Solana Experimentation Ground and the Meme Amplification Effect

● As one of the stages for this round of events, the Solana ecosystem once again showcased its dual characteristics of "high performance + high speculation." After multiple experimental meme coins, including Lobstar, successively listed on centralized exchanges like Bybit, short-term speculation heat quickly escalated, on-chain liquidity was amplified, and order book depth and volatility were simultaneously boosted. This rhythm of "launching immediately becoming a short-term battleground" has become part of the Solana story and provides a natural testing ground for AI robots and quantitative funds.

● For ordinary retail investors, the allure of meme narratives lies in low barriers and high topic engagement: entry costs can be minimal, and there are always new memes, images, and stories in Twitter and communities. However, these same characteristics also make these assets exceptionally vulnerable when facing automated trading—one parameter setting error or strategy misjudgment by the AI robot can trigger large transactions in a very short time, rocking prices far beyond expectations on an imbalanced order book, amplifying "human errors" into "systemic flash crashes."

● From the market structure perspective, high-frequency, low-barrier meme coins are naturally more easily influenced by automated strategies and abnormal trades: slippage and transaction costs are relatively low, order books are often not deep enough, and on-chain transaction confirmation speeds are rapid, these characteristics combined allow algorithms to attempt numerous strategy combinations in a very short time; when bugs or black swan events occur, mistakes can quickly affect price curves. This "experimentability" and "collapsibility" are indeed two sides of the same coin.

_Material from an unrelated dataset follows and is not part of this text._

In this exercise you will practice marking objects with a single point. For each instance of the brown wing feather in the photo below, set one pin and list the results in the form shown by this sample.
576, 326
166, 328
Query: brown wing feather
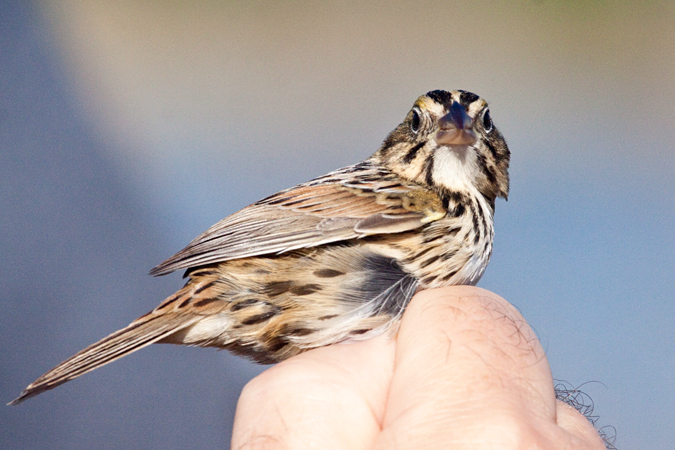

● If Solana is viewed as a magnified microcosm of the entire crypto market, it presents: the speed of innovation far outpaces the capacity building for risk control. New narratives, new asset forms, and new tools emerge endlessly as developers and capital continuously push the limits of technology and financial engineering, yet the permission management, risk isolation, auditing, and monitoring systems that match them often lag behind even half a beat or more. This structural misalignment will not be remedied by just one or two incidents; instead, it will require repeated incidents like the Lobstar event to progressively compel the entire industry to redesign its "safety barriers."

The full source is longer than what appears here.